A new community for those involved and interested in diagnosis and prognosis
© The Author(s) 2017
Received: 16 December 2016
Accepted: 16 December 2016
Published: 8 February 2017
Why do we need a new journal titled Diagnostic and Prognostic Research in the year 2017, in an era where communication has shifted towards instant messaging via avenues such as Twitter, blogs and Facebook and where we already have tens of thousands of biomedical journals, producing millions of papers, editorials and letters each year?
A journal entitled Diagnostic and Prognostic Research—why do we actually need this in the year 2017, in an era where communication has shifted towards short messages via Twitter, blogs and Facebook and where we already have 10,000s of biomedical journals, producing millions of papers, editorials and letters each year?
The answers are easy.
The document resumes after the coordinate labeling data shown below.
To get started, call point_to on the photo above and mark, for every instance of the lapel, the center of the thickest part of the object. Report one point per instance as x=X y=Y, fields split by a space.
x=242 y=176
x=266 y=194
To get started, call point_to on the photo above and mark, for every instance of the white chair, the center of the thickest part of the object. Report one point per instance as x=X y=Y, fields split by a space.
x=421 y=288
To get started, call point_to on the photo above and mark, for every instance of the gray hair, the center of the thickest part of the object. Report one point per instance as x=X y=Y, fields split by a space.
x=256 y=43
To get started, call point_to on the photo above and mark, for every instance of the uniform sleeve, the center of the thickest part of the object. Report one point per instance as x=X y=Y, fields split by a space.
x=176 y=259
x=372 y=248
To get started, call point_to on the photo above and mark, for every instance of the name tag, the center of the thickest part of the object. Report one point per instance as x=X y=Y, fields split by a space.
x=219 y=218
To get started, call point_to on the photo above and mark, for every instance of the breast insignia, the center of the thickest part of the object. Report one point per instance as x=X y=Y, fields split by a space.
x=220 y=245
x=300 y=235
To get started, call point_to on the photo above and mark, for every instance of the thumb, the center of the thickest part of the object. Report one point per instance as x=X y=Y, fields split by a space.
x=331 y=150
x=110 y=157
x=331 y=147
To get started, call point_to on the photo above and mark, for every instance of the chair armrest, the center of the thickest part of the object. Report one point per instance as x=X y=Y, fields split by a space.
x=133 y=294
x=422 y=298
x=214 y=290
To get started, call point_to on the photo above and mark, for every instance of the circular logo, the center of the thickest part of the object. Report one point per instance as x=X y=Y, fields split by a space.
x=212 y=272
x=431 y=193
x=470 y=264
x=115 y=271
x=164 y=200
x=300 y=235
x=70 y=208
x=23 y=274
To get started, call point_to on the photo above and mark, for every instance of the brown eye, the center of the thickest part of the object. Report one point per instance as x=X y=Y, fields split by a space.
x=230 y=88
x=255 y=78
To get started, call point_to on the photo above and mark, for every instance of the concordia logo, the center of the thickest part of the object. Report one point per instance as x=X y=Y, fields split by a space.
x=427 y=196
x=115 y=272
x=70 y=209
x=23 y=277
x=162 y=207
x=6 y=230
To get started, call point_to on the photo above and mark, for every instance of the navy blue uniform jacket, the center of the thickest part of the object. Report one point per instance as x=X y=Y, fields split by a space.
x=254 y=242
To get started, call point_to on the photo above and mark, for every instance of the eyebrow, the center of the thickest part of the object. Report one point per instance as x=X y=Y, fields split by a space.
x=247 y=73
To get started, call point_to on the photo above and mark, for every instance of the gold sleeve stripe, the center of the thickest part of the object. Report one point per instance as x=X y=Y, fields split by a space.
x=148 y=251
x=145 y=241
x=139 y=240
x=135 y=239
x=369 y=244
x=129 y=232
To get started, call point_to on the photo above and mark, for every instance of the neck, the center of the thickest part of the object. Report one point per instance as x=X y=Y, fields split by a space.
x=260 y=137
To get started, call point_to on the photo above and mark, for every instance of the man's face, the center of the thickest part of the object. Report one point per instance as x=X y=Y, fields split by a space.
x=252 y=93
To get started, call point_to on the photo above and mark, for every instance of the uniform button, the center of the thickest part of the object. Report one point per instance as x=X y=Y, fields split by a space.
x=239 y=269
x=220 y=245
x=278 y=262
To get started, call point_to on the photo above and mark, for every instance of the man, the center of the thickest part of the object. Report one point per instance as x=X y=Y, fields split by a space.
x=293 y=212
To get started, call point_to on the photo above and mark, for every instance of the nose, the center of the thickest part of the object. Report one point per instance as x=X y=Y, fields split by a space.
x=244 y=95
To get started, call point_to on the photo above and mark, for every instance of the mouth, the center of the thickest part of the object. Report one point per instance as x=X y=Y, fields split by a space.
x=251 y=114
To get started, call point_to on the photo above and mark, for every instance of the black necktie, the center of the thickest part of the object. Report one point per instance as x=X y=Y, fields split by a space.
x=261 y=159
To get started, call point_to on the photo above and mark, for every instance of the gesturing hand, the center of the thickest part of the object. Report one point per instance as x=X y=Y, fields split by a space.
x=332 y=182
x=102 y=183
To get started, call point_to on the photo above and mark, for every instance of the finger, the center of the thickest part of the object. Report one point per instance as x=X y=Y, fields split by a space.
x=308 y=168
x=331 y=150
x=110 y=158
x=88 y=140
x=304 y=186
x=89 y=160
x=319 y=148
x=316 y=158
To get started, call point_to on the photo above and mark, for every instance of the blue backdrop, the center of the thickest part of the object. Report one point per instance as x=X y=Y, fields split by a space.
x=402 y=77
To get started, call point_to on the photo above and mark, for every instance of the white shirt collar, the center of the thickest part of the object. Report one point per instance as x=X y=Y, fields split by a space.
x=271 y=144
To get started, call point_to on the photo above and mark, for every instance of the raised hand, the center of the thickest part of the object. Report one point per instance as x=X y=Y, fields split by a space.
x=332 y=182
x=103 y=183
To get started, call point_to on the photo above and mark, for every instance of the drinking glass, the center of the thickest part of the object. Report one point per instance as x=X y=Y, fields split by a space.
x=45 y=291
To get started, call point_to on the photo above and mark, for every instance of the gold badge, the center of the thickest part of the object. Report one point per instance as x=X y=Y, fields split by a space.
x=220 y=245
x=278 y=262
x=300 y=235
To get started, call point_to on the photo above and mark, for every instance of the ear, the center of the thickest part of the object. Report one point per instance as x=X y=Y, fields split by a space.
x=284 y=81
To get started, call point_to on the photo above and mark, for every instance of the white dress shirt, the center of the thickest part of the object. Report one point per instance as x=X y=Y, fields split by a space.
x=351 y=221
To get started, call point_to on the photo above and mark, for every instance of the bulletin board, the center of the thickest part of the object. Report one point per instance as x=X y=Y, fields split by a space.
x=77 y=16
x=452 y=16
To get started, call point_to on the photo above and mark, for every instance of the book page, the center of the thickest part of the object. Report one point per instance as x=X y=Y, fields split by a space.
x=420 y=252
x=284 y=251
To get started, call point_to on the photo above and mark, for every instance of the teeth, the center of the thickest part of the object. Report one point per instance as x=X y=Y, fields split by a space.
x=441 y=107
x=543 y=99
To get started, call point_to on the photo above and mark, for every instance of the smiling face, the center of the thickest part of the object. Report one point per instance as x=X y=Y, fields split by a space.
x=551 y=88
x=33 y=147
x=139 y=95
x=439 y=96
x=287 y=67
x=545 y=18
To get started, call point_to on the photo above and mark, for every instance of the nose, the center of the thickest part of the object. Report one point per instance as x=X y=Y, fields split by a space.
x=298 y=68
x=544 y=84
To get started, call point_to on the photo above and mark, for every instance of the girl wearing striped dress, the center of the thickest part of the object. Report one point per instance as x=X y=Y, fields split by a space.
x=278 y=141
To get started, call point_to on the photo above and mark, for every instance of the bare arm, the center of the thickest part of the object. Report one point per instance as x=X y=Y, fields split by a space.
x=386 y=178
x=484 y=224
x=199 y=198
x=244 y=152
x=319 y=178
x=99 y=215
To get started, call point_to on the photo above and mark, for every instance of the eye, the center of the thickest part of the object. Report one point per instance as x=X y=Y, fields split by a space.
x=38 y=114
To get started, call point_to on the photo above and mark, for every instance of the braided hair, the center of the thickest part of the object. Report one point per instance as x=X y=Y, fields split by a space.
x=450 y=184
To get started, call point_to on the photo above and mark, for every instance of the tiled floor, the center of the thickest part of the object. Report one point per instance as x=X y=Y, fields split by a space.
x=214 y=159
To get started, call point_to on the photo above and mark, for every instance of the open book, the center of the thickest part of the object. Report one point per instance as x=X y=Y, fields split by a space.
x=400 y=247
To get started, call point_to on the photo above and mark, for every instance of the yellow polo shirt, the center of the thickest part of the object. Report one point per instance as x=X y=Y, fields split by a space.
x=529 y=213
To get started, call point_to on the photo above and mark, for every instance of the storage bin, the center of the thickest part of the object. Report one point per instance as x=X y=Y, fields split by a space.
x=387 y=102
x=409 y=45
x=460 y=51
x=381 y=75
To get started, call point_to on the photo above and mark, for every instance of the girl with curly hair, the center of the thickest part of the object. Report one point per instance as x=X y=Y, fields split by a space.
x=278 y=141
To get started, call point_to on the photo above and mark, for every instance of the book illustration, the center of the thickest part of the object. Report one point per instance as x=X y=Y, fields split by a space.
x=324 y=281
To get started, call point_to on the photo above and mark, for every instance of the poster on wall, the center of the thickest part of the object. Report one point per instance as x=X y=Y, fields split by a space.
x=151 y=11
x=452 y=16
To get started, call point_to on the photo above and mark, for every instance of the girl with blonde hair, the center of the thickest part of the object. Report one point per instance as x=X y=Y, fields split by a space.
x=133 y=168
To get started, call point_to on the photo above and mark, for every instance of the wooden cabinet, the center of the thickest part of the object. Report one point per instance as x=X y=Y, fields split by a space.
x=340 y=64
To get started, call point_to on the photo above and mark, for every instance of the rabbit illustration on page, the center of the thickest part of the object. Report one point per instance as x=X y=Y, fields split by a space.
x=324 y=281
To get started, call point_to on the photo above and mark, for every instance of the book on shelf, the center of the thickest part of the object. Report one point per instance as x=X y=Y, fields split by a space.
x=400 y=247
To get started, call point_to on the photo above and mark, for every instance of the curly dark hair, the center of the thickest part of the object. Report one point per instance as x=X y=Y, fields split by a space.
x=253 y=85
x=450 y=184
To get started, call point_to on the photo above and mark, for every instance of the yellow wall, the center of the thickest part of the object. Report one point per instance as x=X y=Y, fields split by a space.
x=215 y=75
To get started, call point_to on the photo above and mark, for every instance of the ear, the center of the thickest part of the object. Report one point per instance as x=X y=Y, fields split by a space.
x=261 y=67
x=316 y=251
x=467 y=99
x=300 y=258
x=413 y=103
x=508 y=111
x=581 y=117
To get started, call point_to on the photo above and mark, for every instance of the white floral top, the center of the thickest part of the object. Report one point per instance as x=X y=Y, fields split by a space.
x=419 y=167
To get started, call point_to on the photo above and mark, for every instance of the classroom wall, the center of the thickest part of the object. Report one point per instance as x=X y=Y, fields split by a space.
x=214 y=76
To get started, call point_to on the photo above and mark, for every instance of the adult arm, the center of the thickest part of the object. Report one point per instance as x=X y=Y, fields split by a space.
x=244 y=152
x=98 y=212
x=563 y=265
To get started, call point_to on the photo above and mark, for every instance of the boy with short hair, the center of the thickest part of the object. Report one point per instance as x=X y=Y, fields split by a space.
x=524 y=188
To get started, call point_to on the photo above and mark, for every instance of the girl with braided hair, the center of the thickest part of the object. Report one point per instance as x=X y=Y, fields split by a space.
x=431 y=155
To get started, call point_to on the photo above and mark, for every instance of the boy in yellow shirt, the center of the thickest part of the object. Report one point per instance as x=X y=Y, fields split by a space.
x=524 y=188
Even though making a diagnosis in an individual and estimating someone’s prognosis form the essentials of medical care, a journal with this specific focus is interestingly enough still lacking. The domain of applied medical research, as opposed to the more fundamental biomedical research, has predominantly focused on evaluation of therapeutic or preventive interventions (intervention research) and of studies aimed at unravelling the causes of diseases (aetiology research). Numerous papers and books have been written on how to design, write protocols, conduct, analyse and report therapeutic intervention studies, with a focus on randomised trials. Similarly, many publications have addressed how to study causality or causal associations between risk factors and diseases. This applies not only to primary (intervention or aetiological) studies but also to meta-research, such as systematic reviews and meta-analyses, of such studies.
In contrast, although interest in evaluation of diagnostics and prognostics has clearly increased in the past two decades across many clinical areas, there is relatively still little guidance on how to design, develop protocols, and conduct, analyse and report research aimed at quantifying the safety, accuracy, effectiveness and cost-effectiveness of diagnostic, prognostic, monitoring or screening tools. These tools include not only tests or (bio)markers but also so-called prediction models, decision aids, apps or any other method used to improve diagnosis, including screening and early diagnosis, and to improve prognosis, including monitoring of diseases and therapeutic effectiveness. As a consequence, numerous reviews have shown that the literature on diagnostic and prognostic evaluations suffers from poor design, conduct, statistical analysis and reporting.
Published research from (observational) diagnostic and prognostic studies outnumbers that from randomized intervention trials . Yet due to the lack of mandatory requirement for registering observational research, compared to therapeutic intervention trials, their findings are likely more subject to data dredging, false-positive and spurious findings, and to selective reporting including non-publication. Calls have been made in recent years for (observational) diagnostic and prognostic research to be protocol-driven and registered [2–4]. Although pre-registration of specific hypothesis-based research is no guarantee of removing all the various biases in diagnostic or prognostic research, it will help identify discrepancies or unplanned analyses whilst improving transparency, including the publication of results irrespective of whether they met some nominal level of statistical significance.
Also, compared to drug innovations, innovations (e.g. tests, markers, models or apps) aimed at improving diagnosis, prognosis, screening or monitoring are faced with a very different legislation, regulatory process and market access. Drug research is dominated and controlled by strict regulatory processes, even prescribing which types of studies need to be done in which order, what needs to be pre-registered and what needs to be reported in protocols and reports, before a drug is allowed to the market. This is much less—or not at all—the case for the vast majority of diagnostic and prognostic innovations. Many prognostic and diagnostic innovations (e.g. biomarker assessments, prediction models or decision apps) do not require any formal evaluation before being allowed market access or being implemented in medical guidelines or indeed in daily healthcare. This in an era where the number of newly developed or discovered diagnostic and prognostic tools almost increases per day. This involves tools that are intended not only for end users including healthcare professionals in hospitals, primary care, nursery homes and home care but also for patients or individuals themselves to enhance eHealth or mHealth.
All the above means that the medical community with respect to diagnostics and prognostics is very volatile, less guided and largely a self-regulating and self-controlling community. This puts an even bigger demand on studies and reports of diagnostics and prognostics: only when appropriately designed, protocol-driven, well conducted and analysed, and transparently reported can others reproduce or validate previous findings and use the test, marker, model or app in practice. Diagnostic and Prognostic Research aims to contribute to improving on all of these aspects.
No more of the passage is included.